É por isso que o retrato de um continente refém de subsídios e da própria velhice esquece o essencial: a memória que não se apaga, a experiência acumulada, a persistência de uma promessa democrática que resiste num mundo cada vez mais autoritário. Vista de fora, a Europa parece fatigada. Vista de dentro, continua a ser o único espaço que insiste em conciliar liberdade com solidariedade, pluralismo com unidade, diversidade com pertença. É esta teimosia, imperfeita, mas vital, que nos mantém vivos – que nos mantém quem realmente somos.
Chamar-nos-ão idealistas. Mas isto não é idealismo, é interesse próprio. Precisamos de coragem para agir à escala dos desafios: num investimento sem precedentes na transição energética e na revolução digital. Com uma influência geopolítica capaz de mediar conflitos – não apenas de os acompanhar. Numa defesa que não seja retórica, mas garantia real de autonomia. De recuperar a centralidade da solidariedade europeia, não através de uma amálgama de fundos, mas políticas concretas de coesão. Precisamos de preservar fronteiras sem abdicar do humanismo, de integrar sem medo da diferença, de construir sem esperar que Washington nos trace o rumo.
De nos defendermos sempre que Moscovo atinja os nossos interesses ou Pequim nos queira encostar à parede. De afirmarmos, em Copenhaga ou em Lisboa, uma política externa que garanta os nossos valores uniformemente, tanto em Kiev como em Gaza.
Impõe-se, acima de tudo, um salto de maturidade política. Uma defesa comum capaz de ligar exércitos nacionais sob comando europeu, não como mera abstração burocrática, mas como instrumento vivo de dissuasão. Um orçamento comum que não seja mera soma de egoísmos, mas parte de um quadro maior que inclua emissões conjuntas de dívida, financiamento de tecnologias de última geração, investimento em inteligência artificial e energia limpa. Um mercado verdadeiramente único, onde a inovação não se afogue em labirintos burocráticos, mas floresça com a audácia que outrora animou a ciência europeia.

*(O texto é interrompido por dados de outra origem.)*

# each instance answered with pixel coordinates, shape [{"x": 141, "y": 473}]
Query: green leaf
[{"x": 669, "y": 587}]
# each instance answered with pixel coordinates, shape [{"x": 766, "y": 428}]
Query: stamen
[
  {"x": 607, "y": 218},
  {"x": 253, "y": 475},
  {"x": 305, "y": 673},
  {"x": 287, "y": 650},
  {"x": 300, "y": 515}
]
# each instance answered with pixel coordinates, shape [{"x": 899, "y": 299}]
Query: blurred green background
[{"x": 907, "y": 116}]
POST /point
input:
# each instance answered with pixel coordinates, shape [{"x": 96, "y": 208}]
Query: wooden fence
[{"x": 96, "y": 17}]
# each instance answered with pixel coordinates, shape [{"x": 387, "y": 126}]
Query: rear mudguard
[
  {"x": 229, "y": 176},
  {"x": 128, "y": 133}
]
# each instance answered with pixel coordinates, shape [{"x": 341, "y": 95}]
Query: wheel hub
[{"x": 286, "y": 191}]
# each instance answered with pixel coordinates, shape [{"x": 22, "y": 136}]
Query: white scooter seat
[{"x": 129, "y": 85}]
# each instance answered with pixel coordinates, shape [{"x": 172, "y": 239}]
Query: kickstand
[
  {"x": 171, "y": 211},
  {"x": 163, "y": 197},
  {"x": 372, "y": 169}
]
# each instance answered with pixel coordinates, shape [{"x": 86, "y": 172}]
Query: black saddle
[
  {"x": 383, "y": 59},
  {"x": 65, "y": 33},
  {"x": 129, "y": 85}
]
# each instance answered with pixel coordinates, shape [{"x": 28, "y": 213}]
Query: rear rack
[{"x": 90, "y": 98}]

Do mesmo modo, precisamos de uma política externa que não fique prisioneira de vetos nacionais. Da Hungria à Eslováquia, teremos de ser capazes de impor limites aos que pretendem destruir a União Europeia desde dentro. Como poderemos exigir à Ucrânia que promova o Estado de Direito para aderir, quando nada fazemos para preservar o mesmo nos Estados-Membros?
Urge uma diplomacia que responda com rapidez às crises, da Ucrânia a Gaza. Que afirme não apenas a solidariedade, mas a capacidade de ação e pressão. Precisamos de usar o peso da nossa economia com coragem – suspendendo o Acordo de Associação com Israel, tal como impusemos dezoito pacotes de sanções à Rússia – não como arma contra nós próprios, mas como mecanismo de dissuasão perante russos e chineses, perante o Governo israelita ou Donald Trump.
Por fim, impõe-se recuperar o fio da identidade europeia. Não uma identidade única e estreita, mas em camadas, da aldeia à cidade, da cidade à nação, da nação ao continente. Só assim deixaremos de ser um mosaico disperso de interesses para nos tornarmos num desenho coeso e resistente, capaz de competir num mundo cada vez mais competitivo e perigoso.
É com algumas destas ideias que se constrói um futuro melhor. Ainda temos hipóteses. Hipóteses de uma Europa menos ingénua e mais pragmática, que aceite os seus limites e os transcenda. Hipóteses de uma Europa capaz de surpreender-se a si mesma, como tantas vezes fez quando todos a davam por morta. Hipóteses de uma Europa que compreenda que não basta recordar memórias: é preciso dar-lhes corpo através de novas formas de coesão e coragem política.
Podem querer convencer-nos de que tudo isto é impossível. Que os Tratados não o permitem ou que a realpolitik não o aconselha. Que o ocaso da Europa é terminal e que estamos condenados a ser governados por autocratas. Que os nossos valores devem variar em função do lugar do mundo, graduando o nível de sofrimento aleatoriamente.
Mas não definha quem debate. Não definha quem ainda encontra força para se indignar. Definha apenas quem abdica. E a Europa, apesar de todas as suas crises, ainda não abdicou. Ainda não perdemos. Muitos europeus ainda não desistiram de tentar.